The Asian Human Rights Commission (AHRC) welcomes the release from prison today of Phyo Wai Aung on an amnesty. Mr. Phyo is a young engineer falsely accused, imprisoned and allegedly tortured over the April 2010 bombing attack that killed 10 people, seriously wounded 46 and injured 27 others. The organization calls for him and other freed victims of gross abuses of human rights in Burma to receive rehabilitation and redress.
His trial began on June 30th, 2010 when Burma was still under direct military dictatorship.
In a short statement posted on his Facebook page, Htet Wai Aung, the brother of Phyo Wai Aung, said: “My brother, Phyo Wai Aung, released by Burmese Government today.”
He thanked those organizations and individuals who supported his family’s struggle for justice for more than two years, adding that the family would still fight to have his brother’s conviction overturned, but that the amnesty would allow his brother “to get appropriate and effective treatment without any limitations.”
In May, the AHRC issued an open letter to the president of Burma calling for the release of Phyo Wai Aung from custody in order for him to receive medical treatment for serious illnesses. The Hong Kong-based regional rights group has been campaigning on the case since after his arrest in 2010.

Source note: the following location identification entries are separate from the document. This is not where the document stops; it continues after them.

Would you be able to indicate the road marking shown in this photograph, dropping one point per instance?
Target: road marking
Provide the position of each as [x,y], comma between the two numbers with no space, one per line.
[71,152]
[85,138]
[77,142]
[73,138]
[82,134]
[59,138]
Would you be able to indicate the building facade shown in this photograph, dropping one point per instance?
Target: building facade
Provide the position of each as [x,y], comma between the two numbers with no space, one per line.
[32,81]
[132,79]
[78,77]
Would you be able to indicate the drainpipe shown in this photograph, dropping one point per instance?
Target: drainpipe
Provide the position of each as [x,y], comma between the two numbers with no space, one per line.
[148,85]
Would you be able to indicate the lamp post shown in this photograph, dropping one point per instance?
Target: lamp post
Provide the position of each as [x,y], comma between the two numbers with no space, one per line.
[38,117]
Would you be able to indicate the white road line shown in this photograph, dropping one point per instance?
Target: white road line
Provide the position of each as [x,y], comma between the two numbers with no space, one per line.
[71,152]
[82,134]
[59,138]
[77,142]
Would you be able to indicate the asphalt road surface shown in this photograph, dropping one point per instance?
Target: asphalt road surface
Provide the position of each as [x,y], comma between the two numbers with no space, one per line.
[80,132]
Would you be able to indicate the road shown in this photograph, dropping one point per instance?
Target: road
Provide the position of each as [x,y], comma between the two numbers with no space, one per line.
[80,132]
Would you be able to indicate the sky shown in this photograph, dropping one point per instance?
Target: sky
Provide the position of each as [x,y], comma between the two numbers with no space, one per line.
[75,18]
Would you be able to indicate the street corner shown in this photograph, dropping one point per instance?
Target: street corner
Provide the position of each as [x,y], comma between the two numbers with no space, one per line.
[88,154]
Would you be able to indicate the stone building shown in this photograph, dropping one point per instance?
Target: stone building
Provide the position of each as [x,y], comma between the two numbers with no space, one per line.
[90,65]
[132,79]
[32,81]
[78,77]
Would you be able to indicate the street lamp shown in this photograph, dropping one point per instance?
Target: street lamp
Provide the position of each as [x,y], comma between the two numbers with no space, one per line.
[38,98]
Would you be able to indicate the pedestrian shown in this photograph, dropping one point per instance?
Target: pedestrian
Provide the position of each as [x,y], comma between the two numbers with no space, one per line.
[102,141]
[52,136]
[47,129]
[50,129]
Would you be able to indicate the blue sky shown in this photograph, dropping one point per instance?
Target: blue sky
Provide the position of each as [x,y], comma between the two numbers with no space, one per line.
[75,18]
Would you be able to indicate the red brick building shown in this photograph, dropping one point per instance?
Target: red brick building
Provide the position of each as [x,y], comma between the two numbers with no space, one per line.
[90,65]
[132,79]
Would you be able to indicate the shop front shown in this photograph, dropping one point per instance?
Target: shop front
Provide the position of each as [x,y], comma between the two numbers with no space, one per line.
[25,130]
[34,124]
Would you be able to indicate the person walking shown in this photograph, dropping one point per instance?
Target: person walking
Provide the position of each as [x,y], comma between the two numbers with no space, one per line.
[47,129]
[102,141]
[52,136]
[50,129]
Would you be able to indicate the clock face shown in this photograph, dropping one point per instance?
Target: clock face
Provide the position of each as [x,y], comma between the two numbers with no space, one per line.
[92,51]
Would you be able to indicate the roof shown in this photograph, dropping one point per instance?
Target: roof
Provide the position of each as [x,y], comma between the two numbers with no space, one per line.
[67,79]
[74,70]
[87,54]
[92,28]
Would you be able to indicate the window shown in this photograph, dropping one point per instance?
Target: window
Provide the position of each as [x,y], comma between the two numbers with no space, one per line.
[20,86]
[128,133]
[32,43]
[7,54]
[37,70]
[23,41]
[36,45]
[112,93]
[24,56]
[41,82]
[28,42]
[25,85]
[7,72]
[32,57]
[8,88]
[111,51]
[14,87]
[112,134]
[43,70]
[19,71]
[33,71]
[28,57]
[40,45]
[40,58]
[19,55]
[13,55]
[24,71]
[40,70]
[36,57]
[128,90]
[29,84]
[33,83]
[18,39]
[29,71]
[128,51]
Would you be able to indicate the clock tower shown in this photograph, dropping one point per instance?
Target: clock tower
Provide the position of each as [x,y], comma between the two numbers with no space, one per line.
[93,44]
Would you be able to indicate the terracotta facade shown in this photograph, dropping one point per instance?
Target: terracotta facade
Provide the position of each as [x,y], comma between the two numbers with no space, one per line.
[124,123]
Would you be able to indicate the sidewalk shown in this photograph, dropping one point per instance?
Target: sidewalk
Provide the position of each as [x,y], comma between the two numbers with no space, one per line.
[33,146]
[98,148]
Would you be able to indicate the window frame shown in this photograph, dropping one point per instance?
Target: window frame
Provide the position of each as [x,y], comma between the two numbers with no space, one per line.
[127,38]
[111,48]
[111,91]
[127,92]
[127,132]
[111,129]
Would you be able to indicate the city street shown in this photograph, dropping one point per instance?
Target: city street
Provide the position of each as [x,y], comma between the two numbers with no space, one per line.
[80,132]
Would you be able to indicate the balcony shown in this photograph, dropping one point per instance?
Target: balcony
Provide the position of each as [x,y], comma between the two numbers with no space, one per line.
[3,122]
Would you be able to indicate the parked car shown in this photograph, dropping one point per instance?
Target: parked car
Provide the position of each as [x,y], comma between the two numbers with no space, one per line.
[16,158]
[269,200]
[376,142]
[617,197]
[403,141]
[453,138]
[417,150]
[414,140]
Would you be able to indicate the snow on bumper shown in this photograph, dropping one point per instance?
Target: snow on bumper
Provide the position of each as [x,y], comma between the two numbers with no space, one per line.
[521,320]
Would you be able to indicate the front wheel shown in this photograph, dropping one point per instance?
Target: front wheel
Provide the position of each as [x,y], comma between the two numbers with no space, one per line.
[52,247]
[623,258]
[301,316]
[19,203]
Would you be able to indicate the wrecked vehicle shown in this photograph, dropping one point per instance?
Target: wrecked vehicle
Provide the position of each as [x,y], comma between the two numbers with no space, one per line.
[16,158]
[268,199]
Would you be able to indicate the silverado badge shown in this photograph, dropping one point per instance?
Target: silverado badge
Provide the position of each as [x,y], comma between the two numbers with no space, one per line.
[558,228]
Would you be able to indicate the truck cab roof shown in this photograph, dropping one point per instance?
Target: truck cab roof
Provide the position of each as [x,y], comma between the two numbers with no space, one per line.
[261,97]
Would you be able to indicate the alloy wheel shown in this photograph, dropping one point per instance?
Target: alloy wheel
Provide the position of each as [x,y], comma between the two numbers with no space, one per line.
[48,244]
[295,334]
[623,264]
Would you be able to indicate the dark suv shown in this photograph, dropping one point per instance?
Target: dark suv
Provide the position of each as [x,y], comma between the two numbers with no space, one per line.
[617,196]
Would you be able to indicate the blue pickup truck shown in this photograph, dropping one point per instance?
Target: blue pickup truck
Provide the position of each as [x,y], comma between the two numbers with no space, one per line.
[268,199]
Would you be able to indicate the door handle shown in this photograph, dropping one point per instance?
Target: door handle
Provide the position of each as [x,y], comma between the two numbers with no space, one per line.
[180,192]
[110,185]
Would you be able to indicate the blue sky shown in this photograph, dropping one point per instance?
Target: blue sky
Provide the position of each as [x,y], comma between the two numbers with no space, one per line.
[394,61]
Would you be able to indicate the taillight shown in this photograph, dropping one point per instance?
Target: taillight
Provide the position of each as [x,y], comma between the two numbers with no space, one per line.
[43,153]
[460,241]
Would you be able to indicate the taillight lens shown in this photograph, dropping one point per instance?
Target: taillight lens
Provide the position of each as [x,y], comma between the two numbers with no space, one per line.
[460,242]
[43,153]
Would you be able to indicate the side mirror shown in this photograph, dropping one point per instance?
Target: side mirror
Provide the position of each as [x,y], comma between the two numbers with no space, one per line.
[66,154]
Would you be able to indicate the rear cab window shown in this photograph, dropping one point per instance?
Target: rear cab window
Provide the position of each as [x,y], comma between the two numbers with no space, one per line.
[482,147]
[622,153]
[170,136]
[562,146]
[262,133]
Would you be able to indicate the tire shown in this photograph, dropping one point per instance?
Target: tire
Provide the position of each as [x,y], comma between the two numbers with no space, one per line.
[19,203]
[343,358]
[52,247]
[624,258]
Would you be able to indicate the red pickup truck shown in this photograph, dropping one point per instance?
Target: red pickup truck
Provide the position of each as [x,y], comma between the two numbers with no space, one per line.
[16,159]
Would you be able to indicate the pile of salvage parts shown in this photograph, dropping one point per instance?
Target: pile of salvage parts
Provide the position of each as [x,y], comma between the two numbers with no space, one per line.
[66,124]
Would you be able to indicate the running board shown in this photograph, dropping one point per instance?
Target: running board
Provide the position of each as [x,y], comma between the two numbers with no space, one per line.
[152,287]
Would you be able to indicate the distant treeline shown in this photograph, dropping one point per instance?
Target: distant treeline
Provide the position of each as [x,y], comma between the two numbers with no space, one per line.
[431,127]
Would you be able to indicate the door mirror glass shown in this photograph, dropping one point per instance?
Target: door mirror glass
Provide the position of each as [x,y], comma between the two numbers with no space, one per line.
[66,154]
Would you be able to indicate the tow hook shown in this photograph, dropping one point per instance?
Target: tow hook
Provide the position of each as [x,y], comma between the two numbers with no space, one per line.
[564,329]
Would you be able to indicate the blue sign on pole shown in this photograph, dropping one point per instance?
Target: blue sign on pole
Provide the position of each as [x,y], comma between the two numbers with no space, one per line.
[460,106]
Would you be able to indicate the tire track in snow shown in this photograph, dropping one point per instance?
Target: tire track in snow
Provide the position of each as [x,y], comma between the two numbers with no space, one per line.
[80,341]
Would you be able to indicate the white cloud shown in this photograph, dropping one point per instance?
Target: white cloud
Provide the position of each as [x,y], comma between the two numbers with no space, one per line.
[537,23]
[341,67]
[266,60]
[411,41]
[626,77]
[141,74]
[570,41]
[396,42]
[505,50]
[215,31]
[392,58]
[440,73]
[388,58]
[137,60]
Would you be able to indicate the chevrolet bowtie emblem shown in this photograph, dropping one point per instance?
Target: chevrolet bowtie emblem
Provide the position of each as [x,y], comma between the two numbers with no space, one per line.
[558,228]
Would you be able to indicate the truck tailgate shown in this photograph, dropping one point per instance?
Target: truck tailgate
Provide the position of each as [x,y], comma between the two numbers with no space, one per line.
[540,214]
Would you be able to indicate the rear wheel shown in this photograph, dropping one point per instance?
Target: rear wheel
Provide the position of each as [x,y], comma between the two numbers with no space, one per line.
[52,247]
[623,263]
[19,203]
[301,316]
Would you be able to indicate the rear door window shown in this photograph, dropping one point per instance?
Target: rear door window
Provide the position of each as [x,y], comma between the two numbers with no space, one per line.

“The release of Phyo Wai Aung on an amnesty is very welcome news,” Wong Kai Shing, the AHRC’s Executive Director, said. The release of Phyo Wai Aung coincides with a visit to Burma by a United Nations human rights expert with a mandate related to the country.
“It is further evidence that the authorities in Burma are responsive to calls from the international community for action on specific cases, and we hope that in future this trend will continue,” Wong remarked.
The AHRC Executive Director added that although Phyo Wai Aung’s release was an important achievement, his case spoke to a number of outstanding matters of concern for victims of human rights abuses freed from detention in Burma during recent times.
“Phyo Wai Aung, like other former wrongly detained and tortured persons, requires medical treatment, both physical and mental. At present, no arrangements exist for the rehabilitating of such persons, or the provision of other forms of redress for the wrongs they have suffered. This aspect of the release process now needs to become a priority in discussions that members of the international community have with authorities in Burma,” Wong said.